Problem: Building Real-Time Voice AI Is Harder Than It Should Be

Most voice AI setups involve a messy chain: speech-to-text → LLM → text-to-speech, each with its own latency hit. The result feels robotic — because it is.

Google's Gemini Live API takes a different approach. It's a stateful WebSocket connection that streams audio in and out natively, letting you build conversation apps that feel genuinely responsive.

You'll learn:

How the Live API works and which model to use
How to stream mic audio and receive spoken responses in Python
How to handle barge-in, VAD, and function calling
When to use server-to-server vs. client-to-server architecture

Time: 20 min | Level: Intermediate

Why This Works Differently

Traditional voice pipelines are three separate models stitched together. Gemini's native audio model processes and generates audio directly — no intermediate transcription step. This cuts latency significantly and preserves acoustic cues like tone and pacing.

The key model: gemini-2.5-flash-native-audio-preview-12-2025

This model is what powers the Live API for voice. It supports:

Continuous audio streaming (input: 16kHz PCM mono, output: 24kHz)
Barge-in — users can interrupt the model mid-response
Voice Activity Detection (VAD) built in
Function calling for integrating external tools
Session memory across a single conversation (up to 10 minutes default)

Common symptoms of the old approach:

2–4 second delays between utterances
Model doesn't react to interruptions
Emotion and tone get lost in transcription

Solution

Step 1: Set Up Your Environment

pip install google-genai pyaudio

You'll also need portaudio at the system level:

# macOS
brew install portaudio

# Ubuntu / Debian
sudo apt-get install portaudio19-dev

Get your API key from Google AI Studio and export it:

export GOOGLE_API_KEY="your-key-here"

Expected: pip install completes with no errors.

If it fails:

PyAudio build error on macOS: Run brew install portaudio first, then retry
Permission error on Linux: Use pip install --user or a virtualenv

Step 2: Stream Mic Audio and Get Spoken Responses

This is the minimal working example — mic in, speaker out.

import asyncio
from google import genai
import pyaudio

client = genai.Client()

# Audio format constants — don't change these
# The Live API requires 16kHz PCM mono input and outputs 24kHz
FORMAT = pyaudio.paInt16
CHANNELS = 1
SEND_SAMPLE_RATE = 16000
RECEIVE_SAMPLE_RATE = 24000
CHUNK_SIZE = 1024

pya = pyaudio.PyAudio()

MODEL = "gemini-2.5-flash-native-audio-preview-12-2025"
CONFIG = {
    "response_modalities": ["AUDIO"],
    "system_instruction": "You are a helpful assistant. Keep responses concise.",
}

audio_out_queue = asyncio.Queue()
audio_in_queue = asyncio.Queue(maxsize=5)


async def capture_mic():
    """Capture mic audio and push to input queue."""
    mic_info = pya.get_default_input_device_info()
    stream = await asyncio.to_thread(
        pya.open,
        format=FORMAT,
        channels=CHANNELS,
        rate=SEND_SAMPLE_RATE,
        input=True,
        input_device_index=mic_info["index"],
        frames_per_buffer=CHUNK_SIZE,
    )
    while True:
        chunk = await asyncio.to_thread(
            stream.read, CHUNK_SIZE, exception_on_overflow=False
        )
        await audio_in_queue.put(chunk)


async def play_audio():
    """Read from output queue and play through speakers."""
    stream = await asyncio.to_thread(
        pya.open,
        format=FORMAT,
        channels=CHANNELS,
        rate=RECEIVE_SAMPLE_RATE,
        output=True,
    )
    while True:
        chunk = await audio_out_queue.get()
        await asyncio.to_thread(stream.write, chunk)


async def run():
    async with client.aio.live.connect(model=MODEL, config=CONFIG) as session:
        async def send_audio():
            while True:
                chunk = await audio_in_queue.get()
                await session.send_realtime_input(audio=chunk)

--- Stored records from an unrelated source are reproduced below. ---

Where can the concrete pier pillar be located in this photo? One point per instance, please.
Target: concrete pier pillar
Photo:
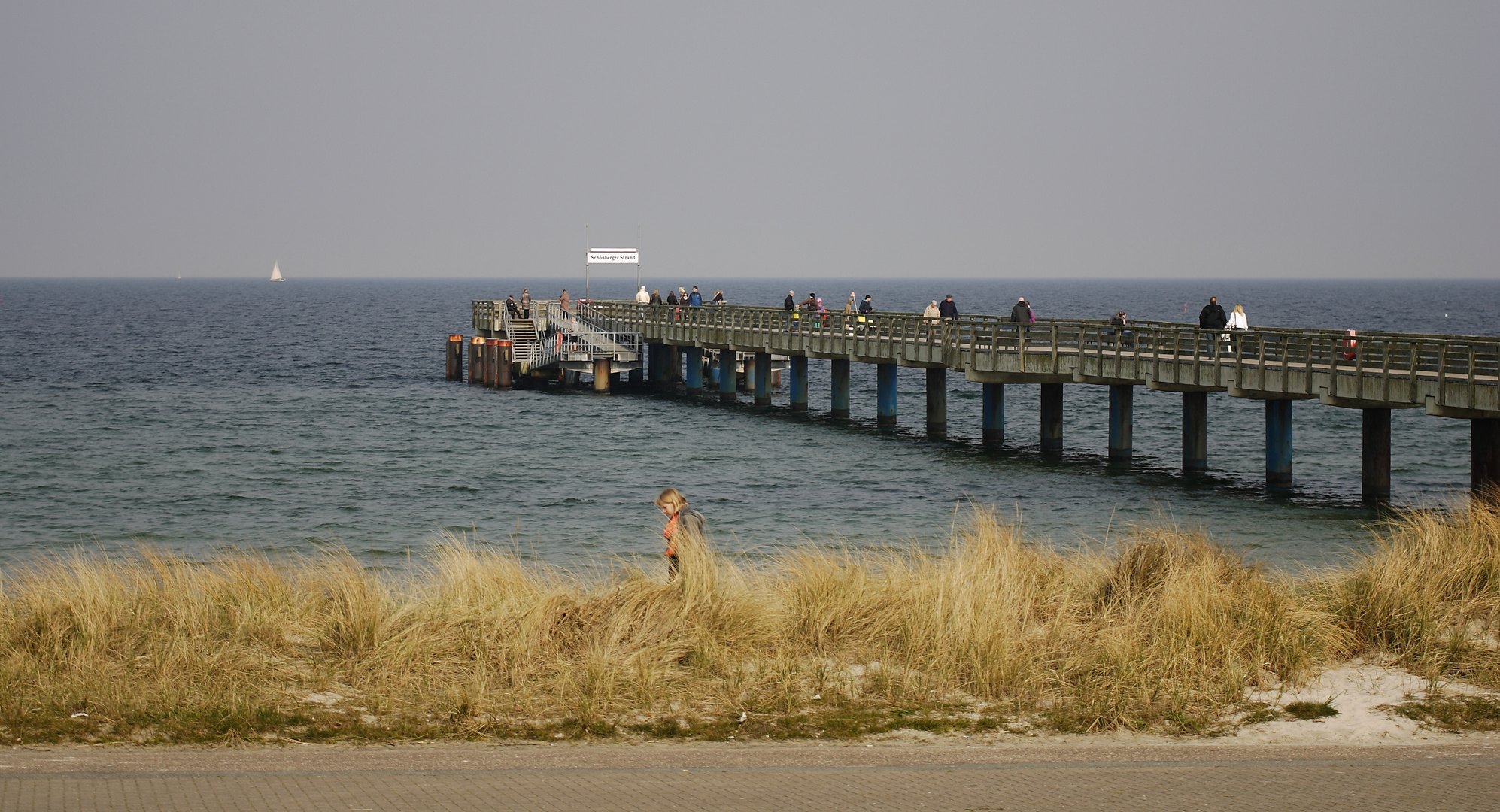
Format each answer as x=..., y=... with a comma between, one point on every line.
x=1052, y=417
x=602, y=374
x=476, y=360
x=656, y=359
x=938, y=404
x=992, y=420
x=762, y=378
x=885, y=396
x=503, y=350
x=1374, y=472
x=674, y=363
x=455, y=359
x=491, y=362
x=727, y=375
x=695, y=371
x=1195, y=430
x=798, y=383
x=1278, y=442
x=840, y=390
x=1122, y=401
x=1484, y=459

        async def receive_audio():
            async for response in session.receive():
                if response.data:
                    # Raw PCM audio from the model — queue it for playback
                    await audio_out_queue.put(response.data)

        # Run all three tasks concurrently
        await asyncio.gather(
            capture_mic(),
            play_audio(),
            send_audio(),
            receive_audio(),
        )


if __name__ == "__main__":
    asyncio.run(run())

Expected: You'll hear the model respond after you speak. There's a short ramp-up delay on first connection (~1 second), then it feels near-instant.

If it fails:

No audio device found: Check pya.get_default_input_device_info() — you may need to pass a specific device index
Connection refused: Verify GOOGLE_API_KEY is set and has Live API access enabled in AI Studio

Step 3: Add Function Calling

This is where voice apps get interesting. You can give the model tools to call — weather, search, database lookups — and it decides when to trigger them mid-conversation.

import json

# Define your tool
tools = [
    {
        "name": "get_weather",
        "description": "Get current weather for a city",
        "parameters": {
            "type": "object",
            "properties": {
                "city": {"type": "string", "description": "City name"}
            },
            "required": ["city"],
        },
    }
]

CONFIG = {
    "response_modalities": ["AUDIO"],
    "tools": [{"function_declarations": tools}],
    "system_instruction": "You are a helpful assistant with weather access.",
}


def handle_tool_call(name: str, args: dict) -> str:
    """Execute the tool and return a result string."""
    if name == "get_weather":
        city = args.get("city", "unknown")
        # Replace with real API call
        return json.dumps({"city": city, "temp": "22°C", "condition": "sunny"})
    return json.dumps({"error": "unknown tool"})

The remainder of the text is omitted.